Drawback: this would also inadvertently clear other developers' requests, and severely hinder them if - for example - they had authentication webhooks which weren't send through in the end

2. Spawn a large number of workers to hopefully clear the tasks after some time.

Drawback: We couldn't know how long this would take, and devs could be waiting for the webhooks for a while.

We deliberated and felt that there would be way too much cost to clearing the queue, and would cause trouble for hundreds of devs relying on the API. We chose option B, and the queue was then slowly cleared over around 1–2 hours.

Black box approach: Learnings & Changes to be made

Learning from mistakes and iterating as we go are two of our fundamental guiding principles: hence this was the perfect opportunity to revisit our webhook infrastructure.

First, we provided chunking parent tasks with their own separate queue.
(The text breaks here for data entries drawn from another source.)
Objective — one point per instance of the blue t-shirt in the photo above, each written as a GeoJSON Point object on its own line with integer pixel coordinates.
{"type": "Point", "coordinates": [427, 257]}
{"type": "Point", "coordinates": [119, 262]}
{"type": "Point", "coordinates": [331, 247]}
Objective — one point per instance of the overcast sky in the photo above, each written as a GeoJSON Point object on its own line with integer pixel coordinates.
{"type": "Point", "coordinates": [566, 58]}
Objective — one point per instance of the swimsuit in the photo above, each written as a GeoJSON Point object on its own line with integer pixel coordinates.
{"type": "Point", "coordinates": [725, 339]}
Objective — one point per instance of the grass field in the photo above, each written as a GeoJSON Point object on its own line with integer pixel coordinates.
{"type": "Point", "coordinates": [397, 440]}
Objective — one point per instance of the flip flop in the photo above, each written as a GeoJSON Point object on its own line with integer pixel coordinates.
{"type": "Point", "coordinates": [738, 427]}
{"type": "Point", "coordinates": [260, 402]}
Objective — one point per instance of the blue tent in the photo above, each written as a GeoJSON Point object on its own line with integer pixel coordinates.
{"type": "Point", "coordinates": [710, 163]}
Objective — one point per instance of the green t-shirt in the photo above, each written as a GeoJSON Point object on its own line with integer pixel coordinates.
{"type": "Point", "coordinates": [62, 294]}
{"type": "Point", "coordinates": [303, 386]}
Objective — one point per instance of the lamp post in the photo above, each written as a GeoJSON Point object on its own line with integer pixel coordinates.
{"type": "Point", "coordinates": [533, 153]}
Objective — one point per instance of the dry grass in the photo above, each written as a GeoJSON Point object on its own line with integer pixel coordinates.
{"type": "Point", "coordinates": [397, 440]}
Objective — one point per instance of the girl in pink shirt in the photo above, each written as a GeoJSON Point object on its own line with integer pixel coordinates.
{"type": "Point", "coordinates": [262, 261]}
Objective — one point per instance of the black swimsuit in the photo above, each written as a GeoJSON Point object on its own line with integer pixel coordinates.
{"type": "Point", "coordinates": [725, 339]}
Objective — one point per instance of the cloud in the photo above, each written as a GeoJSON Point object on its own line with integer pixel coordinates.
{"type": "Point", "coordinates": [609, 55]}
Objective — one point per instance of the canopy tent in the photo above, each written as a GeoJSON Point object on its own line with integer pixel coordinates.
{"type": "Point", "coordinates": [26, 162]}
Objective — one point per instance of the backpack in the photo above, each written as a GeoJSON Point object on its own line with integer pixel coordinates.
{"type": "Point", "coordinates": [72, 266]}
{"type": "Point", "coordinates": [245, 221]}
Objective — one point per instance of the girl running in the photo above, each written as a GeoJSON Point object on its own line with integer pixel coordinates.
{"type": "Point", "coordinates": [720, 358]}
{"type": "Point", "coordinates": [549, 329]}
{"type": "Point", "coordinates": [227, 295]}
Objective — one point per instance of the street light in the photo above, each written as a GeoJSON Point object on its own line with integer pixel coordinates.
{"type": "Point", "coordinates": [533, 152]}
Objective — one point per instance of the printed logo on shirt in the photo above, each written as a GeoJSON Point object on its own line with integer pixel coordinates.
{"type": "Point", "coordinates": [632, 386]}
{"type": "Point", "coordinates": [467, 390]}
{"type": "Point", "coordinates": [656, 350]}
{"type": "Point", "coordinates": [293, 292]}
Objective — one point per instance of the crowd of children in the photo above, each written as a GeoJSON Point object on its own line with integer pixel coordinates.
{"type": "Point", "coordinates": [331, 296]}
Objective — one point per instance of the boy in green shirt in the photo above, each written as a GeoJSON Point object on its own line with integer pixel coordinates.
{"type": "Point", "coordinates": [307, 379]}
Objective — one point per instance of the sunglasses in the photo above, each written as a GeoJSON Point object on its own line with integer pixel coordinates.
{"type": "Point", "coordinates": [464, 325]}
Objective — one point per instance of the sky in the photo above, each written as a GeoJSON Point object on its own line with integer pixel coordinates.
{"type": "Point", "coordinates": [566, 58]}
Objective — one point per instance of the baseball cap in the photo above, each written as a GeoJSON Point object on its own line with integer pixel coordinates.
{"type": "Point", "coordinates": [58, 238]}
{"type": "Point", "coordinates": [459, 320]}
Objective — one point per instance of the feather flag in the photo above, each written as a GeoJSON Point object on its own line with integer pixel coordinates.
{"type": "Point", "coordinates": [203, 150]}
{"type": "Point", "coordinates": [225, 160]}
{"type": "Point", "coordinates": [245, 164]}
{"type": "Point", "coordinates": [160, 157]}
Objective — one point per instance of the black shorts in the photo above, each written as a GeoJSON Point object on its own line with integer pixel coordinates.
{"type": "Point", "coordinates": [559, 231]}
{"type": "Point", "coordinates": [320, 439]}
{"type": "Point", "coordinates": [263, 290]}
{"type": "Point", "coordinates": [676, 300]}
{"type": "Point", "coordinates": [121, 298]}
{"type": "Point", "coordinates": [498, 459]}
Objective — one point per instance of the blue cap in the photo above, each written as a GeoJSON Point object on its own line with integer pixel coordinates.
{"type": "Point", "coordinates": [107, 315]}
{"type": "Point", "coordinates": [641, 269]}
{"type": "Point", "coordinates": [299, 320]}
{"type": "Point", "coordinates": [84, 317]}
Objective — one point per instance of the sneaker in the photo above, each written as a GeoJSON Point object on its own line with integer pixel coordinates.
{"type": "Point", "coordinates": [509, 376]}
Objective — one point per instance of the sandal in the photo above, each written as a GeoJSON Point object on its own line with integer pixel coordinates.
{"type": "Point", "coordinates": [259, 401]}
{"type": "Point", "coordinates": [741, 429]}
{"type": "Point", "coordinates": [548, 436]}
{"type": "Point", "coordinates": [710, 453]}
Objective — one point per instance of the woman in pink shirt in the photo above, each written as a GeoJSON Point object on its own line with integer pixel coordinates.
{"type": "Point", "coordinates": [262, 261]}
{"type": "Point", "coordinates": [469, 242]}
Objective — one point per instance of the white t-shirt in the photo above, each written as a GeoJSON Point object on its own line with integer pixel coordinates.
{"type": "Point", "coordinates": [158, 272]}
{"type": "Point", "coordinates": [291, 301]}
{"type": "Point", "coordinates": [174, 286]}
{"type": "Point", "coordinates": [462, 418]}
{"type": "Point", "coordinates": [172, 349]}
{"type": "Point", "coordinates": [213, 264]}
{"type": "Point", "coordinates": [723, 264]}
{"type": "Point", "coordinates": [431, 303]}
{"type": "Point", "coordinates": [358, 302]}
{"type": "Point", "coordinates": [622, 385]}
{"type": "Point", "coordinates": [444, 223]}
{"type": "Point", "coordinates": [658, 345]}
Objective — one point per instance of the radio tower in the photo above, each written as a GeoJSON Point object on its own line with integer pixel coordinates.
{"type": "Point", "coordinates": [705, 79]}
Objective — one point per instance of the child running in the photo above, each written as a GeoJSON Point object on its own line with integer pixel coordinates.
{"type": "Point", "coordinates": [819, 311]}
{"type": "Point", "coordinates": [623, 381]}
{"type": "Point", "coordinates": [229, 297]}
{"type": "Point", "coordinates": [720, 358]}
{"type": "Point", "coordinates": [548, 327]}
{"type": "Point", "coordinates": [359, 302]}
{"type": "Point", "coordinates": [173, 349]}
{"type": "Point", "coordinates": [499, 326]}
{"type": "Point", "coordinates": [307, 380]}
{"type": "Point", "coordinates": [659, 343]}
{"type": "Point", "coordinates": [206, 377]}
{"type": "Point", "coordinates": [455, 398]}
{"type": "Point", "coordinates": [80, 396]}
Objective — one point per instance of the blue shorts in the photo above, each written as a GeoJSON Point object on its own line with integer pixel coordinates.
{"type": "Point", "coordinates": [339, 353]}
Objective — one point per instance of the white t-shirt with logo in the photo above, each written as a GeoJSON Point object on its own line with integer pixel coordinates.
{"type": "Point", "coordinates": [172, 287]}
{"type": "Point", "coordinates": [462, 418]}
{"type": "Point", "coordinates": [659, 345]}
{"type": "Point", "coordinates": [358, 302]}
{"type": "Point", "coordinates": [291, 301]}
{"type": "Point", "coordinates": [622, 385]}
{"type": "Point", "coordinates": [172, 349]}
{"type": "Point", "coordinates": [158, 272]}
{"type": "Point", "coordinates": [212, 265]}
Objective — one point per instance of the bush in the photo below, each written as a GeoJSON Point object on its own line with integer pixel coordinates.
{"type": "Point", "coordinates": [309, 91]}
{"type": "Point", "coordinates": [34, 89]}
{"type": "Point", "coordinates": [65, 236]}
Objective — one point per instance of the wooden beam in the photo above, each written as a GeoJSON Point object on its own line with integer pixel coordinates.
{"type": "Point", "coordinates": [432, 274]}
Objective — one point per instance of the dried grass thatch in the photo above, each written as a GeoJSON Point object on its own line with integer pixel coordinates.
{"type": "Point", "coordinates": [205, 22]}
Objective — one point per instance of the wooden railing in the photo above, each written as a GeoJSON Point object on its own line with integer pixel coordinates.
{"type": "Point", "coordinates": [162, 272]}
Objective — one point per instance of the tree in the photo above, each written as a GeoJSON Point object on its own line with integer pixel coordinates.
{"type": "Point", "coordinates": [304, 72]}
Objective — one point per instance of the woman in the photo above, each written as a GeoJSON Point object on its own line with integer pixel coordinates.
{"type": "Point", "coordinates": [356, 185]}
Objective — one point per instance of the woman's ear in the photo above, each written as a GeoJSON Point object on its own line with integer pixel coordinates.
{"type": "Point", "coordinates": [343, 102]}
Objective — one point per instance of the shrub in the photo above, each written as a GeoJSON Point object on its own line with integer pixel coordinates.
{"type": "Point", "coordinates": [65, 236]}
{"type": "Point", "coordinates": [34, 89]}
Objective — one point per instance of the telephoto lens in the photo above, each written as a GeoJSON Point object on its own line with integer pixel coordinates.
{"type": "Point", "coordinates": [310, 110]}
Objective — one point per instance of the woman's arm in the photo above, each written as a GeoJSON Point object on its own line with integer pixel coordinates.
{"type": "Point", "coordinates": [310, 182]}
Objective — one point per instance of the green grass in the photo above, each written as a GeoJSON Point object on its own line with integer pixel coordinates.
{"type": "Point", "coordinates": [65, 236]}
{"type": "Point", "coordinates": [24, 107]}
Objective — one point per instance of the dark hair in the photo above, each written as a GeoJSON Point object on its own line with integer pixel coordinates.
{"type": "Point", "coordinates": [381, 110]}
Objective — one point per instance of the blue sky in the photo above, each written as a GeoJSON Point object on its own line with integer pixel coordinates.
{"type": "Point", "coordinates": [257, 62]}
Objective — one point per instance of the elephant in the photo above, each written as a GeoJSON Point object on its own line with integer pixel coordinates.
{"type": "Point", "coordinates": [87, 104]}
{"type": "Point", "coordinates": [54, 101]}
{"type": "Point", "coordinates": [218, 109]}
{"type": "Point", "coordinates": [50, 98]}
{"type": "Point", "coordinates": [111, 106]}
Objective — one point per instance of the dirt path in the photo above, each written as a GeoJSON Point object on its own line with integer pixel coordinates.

This ensures that they cannot block other requests from completing as had just happened.

Second, we needed a more apparent notification of urgency when something is up with the API. We created an upper threshold of webhook delay, past which we will get notified by SMS on our mobile phones, so that we can understand if something is genuinely going wrong.

Third, one developer's requests should never interfere with another ones: from a customer's standpoint, they should not have to care what another one of Terra's users is doing on their end, and have the right to expect reliable, uninterrupted service regardless. To this effect, we decided it made sense to give larger developers their own set of queues, so that their tasks don't get mangled with others'.

While speed of implementation is one of our core values, we need to be able to react to situations in which we need to think of scalability, and adapt to our customers' needs. We learn, grow, and document our learnings so that we can build on top of robust foundations.